In Deep Impact, we get several narratives woven together to create the storyline, as we examine how the president, the news media, a space crew, and average Americans digest a dire situation which may lead to the end of the world. Fortunately for humanity, there is much more time to come up with a plan to stop the comet from hitting us than in Armageddon. So it doesn’t seem so far-fetched when the team of assembled astronauts is able to manage the daunting challenge of landing on a comet or when we learn the U.S. government has constructed an enormous bunker in Missouri to save one million people. In Deep Impact, we must deal with several dilemmas—how do we inform the people of this kind of event, who do we try to save from dying, where do we want to spend our last moments alive, etc. This format of following different people opens the door to wider discussion of ethical issues, which makes it easier to overlook glaring implausibilities of the film, like (spoiler alert) when Elijah Wood’s character travels from Missouri to Virginia by motorbike to save a girl from the tidal wave and escapes its wrath by mere inches.   

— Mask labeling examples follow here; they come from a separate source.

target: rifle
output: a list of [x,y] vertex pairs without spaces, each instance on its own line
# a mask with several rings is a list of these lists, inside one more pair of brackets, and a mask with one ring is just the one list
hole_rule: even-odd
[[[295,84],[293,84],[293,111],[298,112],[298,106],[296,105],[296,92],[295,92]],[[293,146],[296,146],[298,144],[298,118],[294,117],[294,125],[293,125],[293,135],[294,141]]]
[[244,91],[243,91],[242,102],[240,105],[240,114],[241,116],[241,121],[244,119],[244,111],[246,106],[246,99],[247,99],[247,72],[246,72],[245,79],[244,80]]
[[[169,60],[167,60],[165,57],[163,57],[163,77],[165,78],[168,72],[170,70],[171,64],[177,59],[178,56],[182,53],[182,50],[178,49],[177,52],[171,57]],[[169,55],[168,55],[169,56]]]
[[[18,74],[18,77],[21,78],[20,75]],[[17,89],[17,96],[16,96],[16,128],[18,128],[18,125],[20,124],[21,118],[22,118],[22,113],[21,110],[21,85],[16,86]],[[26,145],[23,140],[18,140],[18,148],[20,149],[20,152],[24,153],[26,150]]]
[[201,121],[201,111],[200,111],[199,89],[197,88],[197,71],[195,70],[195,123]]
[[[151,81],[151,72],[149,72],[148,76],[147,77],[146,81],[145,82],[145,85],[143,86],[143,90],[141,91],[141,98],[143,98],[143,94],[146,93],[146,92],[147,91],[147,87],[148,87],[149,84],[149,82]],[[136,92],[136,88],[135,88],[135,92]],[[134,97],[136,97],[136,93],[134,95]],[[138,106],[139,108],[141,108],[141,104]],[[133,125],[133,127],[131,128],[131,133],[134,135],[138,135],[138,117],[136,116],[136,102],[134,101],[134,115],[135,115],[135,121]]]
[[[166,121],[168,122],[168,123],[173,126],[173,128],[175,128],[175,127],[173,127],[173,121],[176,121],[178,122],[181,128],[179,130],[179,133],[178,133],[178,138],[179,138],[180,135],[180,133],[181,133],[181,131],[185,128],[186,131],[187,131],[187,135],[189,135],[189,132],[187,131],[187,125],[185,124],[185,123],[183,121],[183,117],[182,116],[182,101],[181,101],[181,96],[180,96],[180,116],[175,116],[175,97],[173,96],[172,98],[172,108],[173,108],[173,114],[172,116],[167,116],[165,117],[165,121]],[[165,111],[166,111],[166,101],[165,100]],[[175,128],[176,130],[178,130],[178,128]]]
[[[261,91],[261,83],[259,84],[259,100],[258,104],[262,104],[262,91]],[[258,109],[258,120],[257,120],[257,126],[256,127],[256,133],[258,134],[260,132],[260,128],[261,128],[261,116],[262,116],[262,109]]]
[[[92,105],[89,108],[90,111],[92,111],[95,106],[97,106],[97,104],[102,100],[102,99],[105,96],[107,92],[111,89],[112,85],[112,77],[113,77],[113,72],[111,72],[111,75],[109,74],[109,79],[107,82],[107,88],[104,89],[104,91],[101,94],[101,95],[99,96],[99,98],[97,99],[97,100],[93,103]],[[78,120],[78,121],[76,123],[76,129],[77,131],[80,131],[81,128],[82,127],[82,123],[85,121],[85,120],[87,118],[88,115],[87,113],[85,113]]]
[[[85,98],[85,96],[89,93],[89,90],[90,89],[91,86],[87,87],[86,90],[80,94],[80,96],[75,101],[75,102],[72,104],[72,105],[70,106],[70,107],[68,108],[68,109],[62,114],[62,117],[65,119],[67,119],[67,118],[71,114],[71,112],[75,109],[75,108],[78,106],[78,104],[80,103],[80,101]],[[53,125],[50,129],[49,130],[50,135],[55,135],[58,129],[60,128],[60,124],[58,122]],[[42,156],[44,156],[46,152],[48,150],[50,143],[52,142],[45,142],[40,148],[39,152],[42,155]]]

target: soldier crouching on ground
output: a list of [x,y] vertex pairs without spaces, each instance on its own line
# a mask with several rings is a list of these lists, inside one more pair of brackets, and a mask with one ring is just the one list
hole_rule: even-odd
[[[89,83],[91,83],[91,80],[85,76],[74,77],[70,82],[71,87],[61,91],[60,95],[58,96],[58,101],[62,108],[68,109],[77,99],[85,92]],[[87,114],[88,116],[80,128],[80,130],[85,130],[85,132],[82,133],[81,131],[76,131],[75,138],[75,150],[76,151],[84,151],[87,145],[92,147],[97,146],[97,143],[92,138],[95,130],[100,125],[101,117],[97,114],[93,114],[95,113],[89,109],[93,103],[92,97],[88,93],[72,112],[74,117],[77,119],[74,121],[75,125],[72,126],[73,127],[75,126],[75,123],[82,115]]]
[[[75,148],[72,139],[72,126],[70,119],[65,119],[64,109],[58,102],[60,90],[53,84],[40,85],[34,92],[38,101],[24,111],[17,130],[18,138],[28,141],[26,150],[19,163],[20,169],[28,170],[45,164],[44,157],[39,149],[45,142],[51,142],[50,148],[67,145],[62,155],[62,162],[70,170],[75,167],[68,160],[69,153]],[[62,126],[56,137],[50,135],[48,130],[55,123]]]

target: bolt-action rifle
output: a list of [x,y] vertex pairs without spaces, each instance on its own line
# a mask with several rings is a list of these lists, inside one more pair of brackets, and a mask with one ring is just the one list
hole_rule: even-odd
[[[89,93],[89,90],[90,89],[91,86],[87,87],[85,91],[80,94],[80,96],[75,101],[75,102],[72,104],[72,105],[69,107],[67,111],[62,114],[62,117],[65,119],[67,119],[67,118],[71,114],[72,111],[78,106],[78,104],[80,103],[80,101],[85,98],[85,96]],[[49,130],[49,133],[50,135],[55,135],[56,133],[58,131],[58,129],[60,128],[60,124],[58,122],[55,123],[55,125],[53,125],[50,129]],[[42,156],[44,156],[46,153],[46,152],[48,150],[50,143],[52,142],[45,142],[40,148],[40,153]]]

While much of the screen shots in Armageddon are impressively expansive, the story in that film feels much smaller. You don’t get a good sense of how people on the ground are handling this situation. It’s all about Bruce and Ben fixing the problem and figuring out how to get back home to Liv Tyler—a scenario which is less interesting to me than figuring out how different people would respond to the impending end of human history. The resolution in both films involves sacrifice to save humanity. However, given the stakes, Deep Impact gets things worked out in a more digestible way. In that film, a lot of people die as we are unable to fully stop the comet from striking the Atlantic and creating a massive wave that swallows a great deal of land and people. We lose some key characters along the way, but in the end, Morgan Freeman and the nation vow to rebuild. In Armageddon, at the very last minute, Bruce Willis pulls the trigger, the asteroid explodes, and its constituent pieces manage to miss earth entirely. Sure, it’s a happier ending, but it feels a lot more forced and a lot less realistic than what transpires in Deep Impact. Also of note, Deep Impact accomplishes the feat of saving earth in 30 fewer minutes than Armageddon, which I count as an extremely good thing.

Special Effects
With a budget of $140 million (versus $75 million for Deep Impact), Armageddon easily gets the nod in this category. As should be expected for a Michael Bay film, the shots of the crew in space and the depictions of the asteroid itself are pretty spectacular. The asteroid is oddly beautiful and frightening at the same time, which enhances a film with an otherwise shaky plot. Deep Impact’s best effects occur after the comet hits and the tidal wave crushes Téa Leoni and most of the eastern seaboard. Outside of these shots, though, none of the effects were particularly memorable.

Overall Evaluation 
The fact Paris was the only city (aside from a few boats which were bombarded in Shanghai) destroyed in Armageddon was an insult this Francophile could not forgive. Notwithstanding the incomprehensibly low odds of a piece of rock hitting that exact spot, this occurrence underscores the major issue with Armageddon: this movie is about ensuring Liv Tyler is not forever separated from Ben Affleck, the rest of the world be damned. In Deep Impact, by following different stories of people dealing with the implications of the end of the world, I got a better grasp of what this kind of threat would mean for the planet. Also, I am a big fan of rooting for the underdog, and Armageddon and its massive budget outdid Deep Impact at the box office by more than $200 million. So if I ever find myself in the unlikely position of having to choose one or the other to watch again, it would certainly be Deep Impact. Though I think it’s a safe bet I won’t be tuning in anytime soon—unless an asteroid or comet starts heading this way, and I determine the best course of action is reviewing late 20th century motion pictures for guidance.